Given the association of Th17 cells with bacterial infections52
, it is not surprising that the frequency of Th17 cells in a particular individual is dependent on their history of exposure to pathogens and even commensal bacteria in the gut. Similar observations have been made in mice. In particular, those mice exposed to Segmented Filamentous Bacteria (SFB) in the gut have high frequencies of Th17 cells53
. Since mice from different commercial vendors and institutional colonies have widely different gut flora, including SFB, each colony has different frequencies of Th17 cells, which leads to different biological outcomes in terms of inflammatory diseases, including autoimmunity54
. The mice used in our study were imported to the Trudeau Institute, where they were rederived by embryo transfer into germ-free foster mothers that were reconstituted with altered Schaedler's flora, a mix of eight species that does not include SFB55
. These animals were then maintained in a barrier facility at Trudeau Institute and then imported to a barrier facility at the University of Rochester. Therefore, we suspect that the limited diversity of gut flora in our mice is one reason that we do not observe the development of iBALT as adults when exposed to influenza infection or intranasally administered LPS. In contrast, other investigators using genetically identical mice are likely to obtain different results depending of the gut flora in their colonies.
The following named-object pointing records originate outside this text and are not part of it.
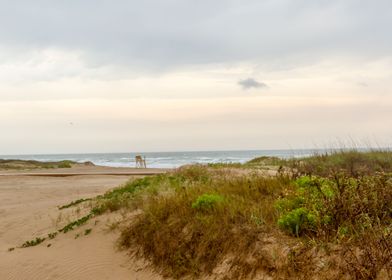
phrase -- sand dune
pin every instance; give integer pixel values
(29, 208)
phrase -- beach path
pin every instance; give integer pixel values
(29, 209)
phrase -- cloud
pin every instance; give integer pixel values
(161, 36)
(251, 83)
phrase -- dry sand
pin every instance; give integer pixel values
(28, 208)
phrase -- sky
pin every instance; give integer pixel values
(174, 75)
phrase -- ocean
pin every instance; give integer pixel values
(166, 159)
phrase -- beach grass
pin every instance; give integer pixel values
(326, 216)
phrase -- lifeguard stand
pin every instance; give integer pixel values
(140, 161)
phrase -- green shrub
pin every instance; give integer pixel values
(298, 220)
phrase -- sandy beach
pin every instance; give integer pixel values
(29, 208)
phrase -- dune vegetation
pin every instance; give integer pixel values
(16, 164)
(323, 217)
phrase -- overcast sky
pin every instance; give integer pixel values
(121, 75)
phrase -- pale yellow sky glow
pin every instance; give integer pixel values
(72, 94)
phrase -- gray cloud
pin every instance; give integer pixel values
(156, 35)
(251, 83)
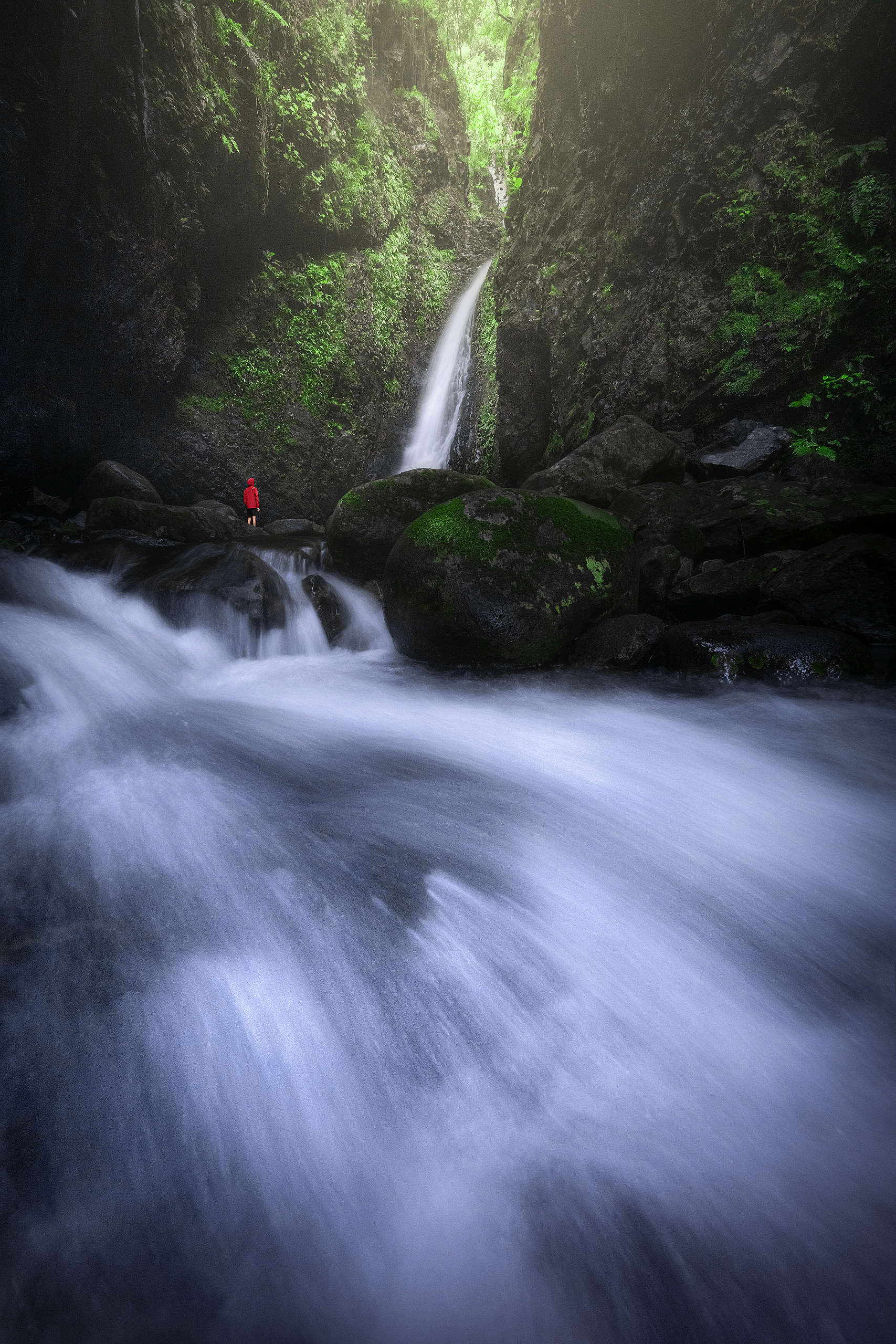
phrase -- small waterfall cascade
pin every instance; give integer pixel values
(446, 383)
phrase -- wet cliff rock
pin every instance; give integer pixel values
(229, 238)
(704, 227)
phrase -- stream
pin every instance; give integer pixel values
(345, 1000)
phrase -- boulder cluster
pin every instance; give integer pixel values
(635, 549)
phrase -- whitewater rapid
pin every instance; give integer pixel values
(351, 1002)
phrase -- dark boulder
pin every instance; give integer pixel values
(49, 506)
(114, 479)
(621, 642)
(848, 585)
(761, 449)
(716, 588)
(292, 526)
(523, 371)
(820, 475)
(729, 649)
(504, 577)
(370, 519)
(205, 522)
(628, 454)
(233, 574)
(659, 569)
(330, 606)
(741, 518)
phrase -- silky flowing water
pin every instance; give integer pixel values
(446, 385)
(350, 1002)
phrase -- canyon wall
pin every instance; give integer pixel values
(230, 234)
(704, 226)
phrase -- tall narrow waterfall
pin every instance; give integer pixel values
(445, 387)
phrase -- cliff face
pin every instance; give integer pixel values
(230, 234)
(705, 225)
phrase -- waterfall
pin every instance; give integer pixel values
(445, 387)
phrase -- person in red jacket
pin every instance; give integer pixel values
(250, 500)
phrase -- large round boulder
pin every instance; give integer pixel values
(370, 519)
(628, 454)
(108, 479)
(205, 522)
(504, 577)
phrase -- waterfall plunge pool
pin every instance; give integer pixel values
(352, 1002)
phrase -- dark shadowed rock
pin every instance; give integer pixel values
(760, 450)
(114, 479)
(233, 574)
(848, 585)
(718, 588)
(739, 518)
(820, 474)
(205, 522)
(729, 649)
(330, 606)
(503, 577)
(49, 505)
(621, 642)
(628, 454)
(370, 519)
(523, 371)
(291, 526)
(659, 568)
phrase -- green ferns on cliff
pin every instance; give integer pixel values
(815, 237)
(493, 50)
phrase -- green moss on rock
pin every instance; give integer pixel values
(503, 577)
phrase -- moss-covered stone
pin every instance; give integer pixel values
(730, 649)
(504, 577)
(370, 519)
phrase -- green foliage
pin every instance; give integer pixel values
(495, 64)
(813, 241)
(487, 335)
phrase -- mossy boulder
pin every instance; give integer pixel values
(504, 575)
(628, 454)
(730, 649)
(370, 519)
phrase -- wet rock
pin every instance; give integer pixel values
(760, 450)
(623, 642)
(370, 519)
(848, 585)
(236, 575)
(820, 474)
(729, 649)
(503, 577)
(628, 454)
(739, 518)
(331, 609)
(659, 568)
(718, 588)
(49, 505)
(523, 371)
(113, 479)
(205, 522)
(291, 526)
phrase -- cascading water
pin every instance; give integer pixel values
(446, 383)
(352, 1003)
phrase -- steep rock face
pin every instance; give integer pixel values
(704, 222)
(230, 234)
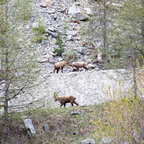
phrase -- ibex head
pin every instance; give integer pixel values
(65, 99)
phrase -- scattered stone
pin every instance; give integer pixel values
(83, 43)
(21, 127)
(91, 66)
(88, 141)
(72, 74)
(76, 112)
(88, 11)
(136, 137)
(78, 14)
(45, 4)
(52, 11)
(29, 126)
(58, 126)
(46, 127)
(73, 33)
(105, 140)
(74, 133)
(81, 50)
(52, 34)
(69, 37)
(62, 8)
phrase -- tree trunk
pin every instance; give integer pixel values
(134, 72)
(104, 28)
(6, 78)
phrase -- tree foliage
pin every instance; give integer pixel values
(17, 55)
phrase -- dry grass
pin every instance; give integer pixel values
(64, 127)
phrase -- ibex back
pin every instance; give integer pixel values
(59, 65)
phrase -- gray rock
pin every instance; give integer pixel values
(77, 13)
(69, 37)
(91, 66)
(21, 127)
(72, 74)
(136, 137)
(88, 141)
(46, 127)
(73, 33)
(29, 126)
(105, 140)
(76, 112)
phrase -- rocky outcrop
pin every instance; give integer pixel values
(88, 87)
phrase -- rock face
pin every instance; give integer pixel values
(67, 18)
(88, 87)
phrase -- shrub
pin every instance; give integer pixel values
(39, 31)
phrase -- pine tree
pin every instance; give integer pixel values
(17, 56)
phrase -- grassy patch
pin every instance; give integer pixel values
(64, 127)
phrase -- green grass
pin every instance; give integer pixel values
(62, 125)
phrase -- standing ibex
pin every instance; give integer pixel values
(61, 64)
(65, 99)
(79, 65)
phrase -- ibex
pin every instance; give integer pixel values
(59, 65)
(65, 99)
(79, 65)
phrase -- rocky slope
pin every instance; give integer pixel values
(68, 18)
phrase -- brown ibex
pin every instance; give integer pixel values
(59, 65)
(65, 99)
(79, 65)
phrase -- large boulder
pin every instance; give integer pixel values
(78, 13)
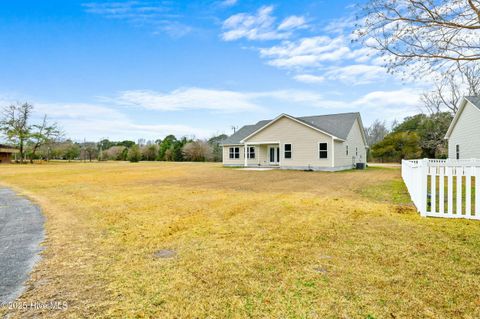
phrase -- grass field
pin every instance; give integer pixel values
(270, 244)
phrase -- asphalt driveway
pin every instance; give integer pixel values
(21, 232)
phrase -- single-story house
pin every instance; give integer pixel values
(463, 135)
(6, 152)
(325, 142)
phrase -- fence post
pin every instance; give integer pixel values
(423, 187)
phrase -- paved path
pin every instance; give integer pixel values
(21, 232)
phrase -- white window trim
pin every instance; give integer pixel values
(318, 150)
(291, 151)
(230, 152)
(249, 153)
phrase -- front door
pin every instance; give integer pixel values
(274, 154)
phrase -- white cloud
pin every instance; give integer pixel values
(157, 16)
(228, 3)
(309, 78)
(188, 99)
(91, 121)
(357, 73)
(260, 26)
(292, 22)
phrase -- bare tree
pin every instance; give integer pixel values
(197, 151)
(376, 132)
(427, 35)
(42, 134)
(448, 93)
(14, 124)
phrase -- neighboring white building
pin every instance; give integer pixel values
(463, 135)
(326, 142)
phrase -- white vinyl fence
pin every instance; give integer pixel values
(444, 188)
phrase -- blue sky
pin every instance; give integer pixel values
(144, 69)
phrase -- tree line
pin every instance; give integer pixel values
(45, 141)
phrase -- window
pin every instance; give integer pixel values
(323, 151)
(234, 152)
(251, 152)
(288, 150)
In summary, our results establish a new paradigm of how ectopic lymphoid follicles form in non-lymphoid tissues and show that the initial step in ectopic follicle formation is dependent on IL-17, which triggers the maturation of the FDC network and promotes the expression of CXCL13 and CCL19 independently of LT. In turn, these chemokines recruit lymphocytes, which form organized B and T cell domains that are maintained via LT-dependent homeostatic mechanisms once inflammation is resolved.